The Immigration Act 2016 – What do employers need to know?

Photo: Ross Brown, freeimages.com

While the UK’s EU referendum has – understandably – been occupying us recently, on 12 July 2016 the first sections of the Immigration Act 2016 will be implemented by the Home Office. Vikki Wiberg, Senior Counsel at Taylor Wessing, suggests steps employers can take to protect themselves.

Vikki Wiberg,Taylor Wessing
Vikki Wiberg,Taylor Wessing

The Act builds on the Immigration Act 2014 as part of the Government’s manifesto promise to reduce net migration to the UK. The 2016 Act contains powers to create a ‘hostile environment’ for those who do not hold immigration permission to be in the UK and make it more difficult for illegal immigrants to work, rent property and receive financial support here. The 2016 Act will introduce new sanctions against illegal workers and ‘rogue’ employers, and will dramatically increase the government’s ability to bring charges against those employing illegal workers.

Employer Sanctions

Hiring those without right to work

Historically, it has been difficult for the Home Office to enforce criminal sanctions against those employing someone without the right to work lawfully in the UK. Currently employers must “knowingly” have done so which is hard to prove. From 12 July 2016, the 2016 Act reduces the threshold for conviction to where an employer knew or “had reasonable cause to believe” that an employee does not have permission to work lawfully. Conviction on indictment will increase from the current 2 years to 5 years imprisonment. This lower burden of proof could result in a significant increase in criminal charges against businesses and those individuals responsible for recruitment.

Right to close business premises

The 2016 Act grants the Chief Immigration Officer the power to close a business’ premises for up to 48 hours where illegal working is suspected or the employer cannot provide evidence that right to work checks have been conducted, and the employer has received 1 + civil penalties for employing illegal workers in the last 3 years; failed to pay a previous civil penalty, the 28 day appeal period has expired and there is no live appeal; or an unspent conviction for employing illegal workers.
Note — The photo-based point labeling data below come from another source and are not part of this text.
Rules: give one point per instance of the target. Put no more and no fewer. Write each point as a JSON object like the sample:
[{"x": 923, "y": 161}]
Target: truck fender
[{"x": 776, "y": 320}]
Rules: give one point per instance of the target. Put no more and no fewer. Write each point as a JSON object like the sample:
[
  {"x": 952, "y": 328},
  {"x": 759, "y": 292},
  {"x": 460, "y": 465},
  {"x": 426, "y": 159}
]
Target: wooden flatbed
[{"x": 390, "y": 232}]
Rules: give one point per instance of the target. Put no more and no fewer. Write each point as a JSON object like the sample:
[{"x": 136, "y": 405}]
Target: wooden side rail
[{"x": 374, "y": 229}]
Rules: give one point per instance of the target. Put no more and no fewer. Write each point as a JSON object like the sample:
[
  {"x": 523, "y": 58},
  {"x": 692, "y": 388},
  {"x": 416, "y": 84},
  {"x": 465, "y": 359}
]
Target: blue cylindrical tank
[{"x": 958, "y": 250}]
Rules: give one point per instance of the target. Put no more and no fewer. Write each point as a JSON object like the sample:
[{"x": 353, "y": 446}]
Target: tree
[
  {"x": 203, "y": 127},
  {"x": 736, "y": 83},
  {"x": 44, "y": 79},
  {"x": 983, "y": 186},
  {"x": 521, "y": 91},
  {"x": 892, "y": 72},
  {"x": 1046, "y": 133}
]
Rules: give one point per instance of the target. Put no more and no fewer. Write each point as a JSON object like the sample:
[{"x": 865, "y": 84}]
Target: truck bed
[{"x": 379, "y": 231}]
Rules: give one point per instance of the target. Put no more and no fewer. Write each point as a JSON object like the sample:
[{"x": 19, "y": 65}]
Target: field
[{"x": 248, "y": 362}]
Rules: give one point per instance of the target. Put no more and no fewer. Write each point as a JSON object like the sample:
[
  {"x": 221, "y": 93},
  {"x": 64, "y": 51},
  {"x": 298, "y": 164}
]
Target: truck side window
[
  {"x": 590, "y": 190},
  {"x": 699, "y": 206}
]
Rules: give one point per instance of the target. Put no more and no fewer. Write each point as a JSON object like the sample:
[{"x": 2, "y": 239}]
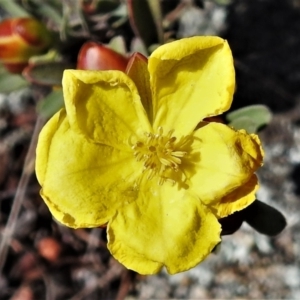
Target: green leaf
[
  {"x": 11, "y": 82},
  {"x": 251, "y": 117},
  {"x": 264, "y": 218},
  {"x": 244, "y": 123},
  {"x": 51, "y": 104},
  {"x": 14, "y": 9},
  {"x": 145, "y": 19}
]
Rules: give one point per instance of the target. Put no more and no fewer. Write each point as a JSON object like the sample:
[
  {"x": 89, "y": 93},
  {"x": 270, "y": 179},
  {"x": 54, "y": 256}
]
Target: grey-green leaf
[{"x": 254, "y": 116}]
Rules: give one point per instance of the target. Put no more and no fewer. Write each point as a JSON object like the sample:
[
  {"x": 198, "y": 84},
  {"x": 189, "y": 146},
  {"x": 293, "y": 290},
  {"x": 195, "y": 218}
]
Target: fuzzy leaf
[
  {"x": 145, "y": 20},
  {"x": 254, "y": 116},
  {"x": 11, "y": 82}
]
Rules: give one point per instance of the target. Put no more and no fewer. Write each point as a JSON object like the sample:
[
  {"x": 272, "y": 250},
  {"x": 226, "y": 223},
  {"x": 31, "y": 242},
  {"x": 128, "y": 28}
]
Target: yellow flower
[{"x": 124, "y": 152}]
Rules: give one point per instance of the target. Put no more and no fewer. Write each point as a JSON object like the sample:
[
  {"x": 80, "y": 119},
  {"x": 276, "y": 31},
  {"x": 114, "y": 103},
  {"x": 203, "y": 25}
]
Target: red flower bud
[
  {"x": 21, "y": 38},
  {"x": 94, "y": 56}
]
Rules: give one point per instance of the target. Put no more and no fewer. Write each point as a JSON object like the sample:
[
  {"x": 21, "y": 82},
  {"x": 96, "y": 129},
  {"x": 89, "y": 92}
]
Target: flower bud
[
  {"x": 21, "y": 38},
  {"x": 135, "y": 61},
  {"x": 94, "y": 56}
]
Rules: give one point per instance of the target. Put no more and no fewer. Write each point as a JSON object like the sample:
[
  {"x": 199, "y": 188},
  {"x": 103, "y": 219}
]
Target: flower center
[{"x": 161, "y": 155}]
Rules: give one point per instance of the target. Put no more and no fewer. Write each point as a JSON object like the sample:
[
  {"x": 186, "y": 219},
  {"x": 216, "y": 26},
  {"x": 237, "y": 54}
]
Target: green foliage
[
  {"x": 251, "y": 118},
  {"x": 11, "y": 82}
]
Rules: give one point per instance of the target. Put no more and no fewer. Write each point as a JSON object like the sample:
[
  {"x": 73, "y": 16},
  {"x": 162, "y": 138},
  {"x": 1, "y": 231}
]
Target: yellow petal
[
  {"x": 137, "y": 70},
  {"x": 191, "y": 79},
  {"x": 237, "y": 199},
  {"x": 164, "y": 227},
  {"x": 104, "y": 106},
  {"x": 226, "y": 160},
  {"x": 83, "y": 183}
]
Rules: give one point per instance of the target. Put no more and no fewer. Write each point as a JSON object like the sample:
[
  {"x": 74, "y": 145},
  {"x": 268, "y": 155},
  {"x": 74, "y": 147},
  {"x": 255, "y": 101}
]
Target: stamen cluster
[{"x": 159, "y": 154}]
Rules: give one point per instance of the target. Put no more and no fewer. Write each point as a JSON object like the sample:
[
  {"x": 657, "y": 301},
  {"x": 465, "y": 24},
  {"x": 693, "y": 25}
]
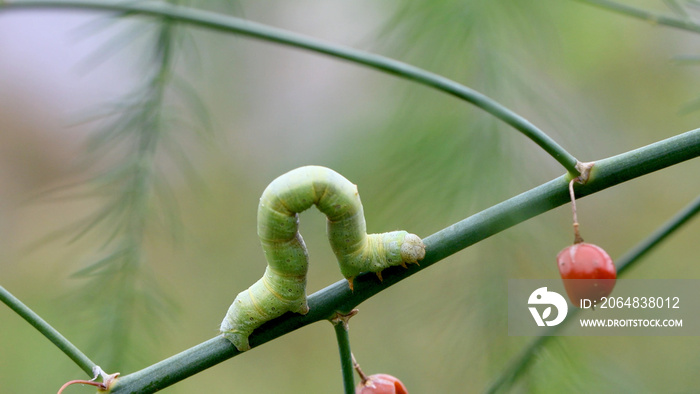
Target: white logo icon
[{"x": 543, "y": 297}]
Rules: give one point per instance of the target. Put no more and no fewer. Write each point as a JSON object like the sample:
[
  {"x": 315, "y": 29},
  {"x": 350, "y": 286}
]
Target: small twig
[
  {"x": 48, "y": 331},
  {"x": 356, "y": 365},
  {"x": 577, "y": 235},
  {"x": 340, "y": 323}
]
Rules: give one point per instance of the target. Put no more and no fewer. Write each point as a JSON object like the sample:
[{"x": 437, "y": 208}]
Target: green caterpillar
[{"x": 283, "y": 286}]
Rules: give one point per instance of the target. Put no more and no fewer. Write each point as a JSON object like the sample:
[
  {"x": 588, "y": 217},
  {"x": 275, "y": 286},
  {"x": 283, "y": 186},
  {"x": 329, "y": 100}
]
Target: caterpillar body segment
[{"x": 283, "y": 286}]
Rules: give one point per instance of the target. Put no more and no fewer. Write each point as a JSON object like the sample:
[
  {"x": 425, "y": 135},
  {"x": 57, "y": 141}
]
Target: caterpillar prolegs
[{"x": 283, "y": 286}]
Further periods of closure will be possible through the Courts.

The future – Immigration Skills Levy (April 2017)

From April 2017, employers will need to pay an annual skills levy to sponsor migrant workers under Tier 2. The levy will be set at £1,000 for large employers and £364 for small employers or charities. The levy aims to reduce employers’ reliance on imported labour, and boost the skills of young people in the UK.

The future – loss of NICs allowance for employers of illegal workers – 2017/2018

Since April 2014, most employers who pay Class 1 National Insurance Contributions have been entitled to benefit from an Employment Allowance of up to £2,000 a year off their National Insurance bill. The 2016 Budget announced that employers will lose this allowance for 1 year if they are subject to a civil penalty for employing illegal workers.

Charges against illegal immigrants

The 2016 Act permits those successfully convicted for working illegally in the UK to be personally liable for a fine and/or up to six months imprisonment. By criminalising illegal working, any pay received by the illegal worker can be recovered from the worker under the Proceeds of Crime Act 2002.

Recommendations

The consequences of non-compliance with the 2016 Act are very serious. Whilst the financial penalties are severe (particularly if a business is closed for 48 hours) the potential downgrading of a sponsorship licence where employers have not complied with the law, coupled with reputational damage stemming from negative press, will be of equal concern to employers.

In order to mitigate these risks, employers should regularly audit employee files to ensure they have taken and retained valid and up-to-date right to work evidence. It is also important that employers have a system in place to notify them of the upcoming expiry of an employee’s visa so that they can liaise with the employee in advance to ensure that they have taken steps to extend their visa.

If employers become aware during someone’s employment that the employee’s circumstances have changed and this may impact his or her visa, they now need to take active steps to address this with the employee. At the same time, employers should have a clear right to work policy in place and train staff on how to conduct right to work checks and retain compliant documentation. Policy guidance is very specific about what documents are considered to be acceptable.

If employers become aware (for example through an investigation) that an employee may not have the right to work in the UK, they may after 12 July have already committed the criminal offence as they could be said to have reasonable cause to believe that employee is an illegal worker. Investigating and disciplining officers may need to take appropriate steps to dismiss employees more quickly in these circumstances, which could increase unfair dismissal claims. Following a fair process and documenting the investigation carried out will remain key. Employers could consider nominating champions who are immigration experts. This may be particularly helpful for large organisations or those with sites spread over a large geographical area.

Vikki Wiberg, Senior Counsel at Taylor Wessing.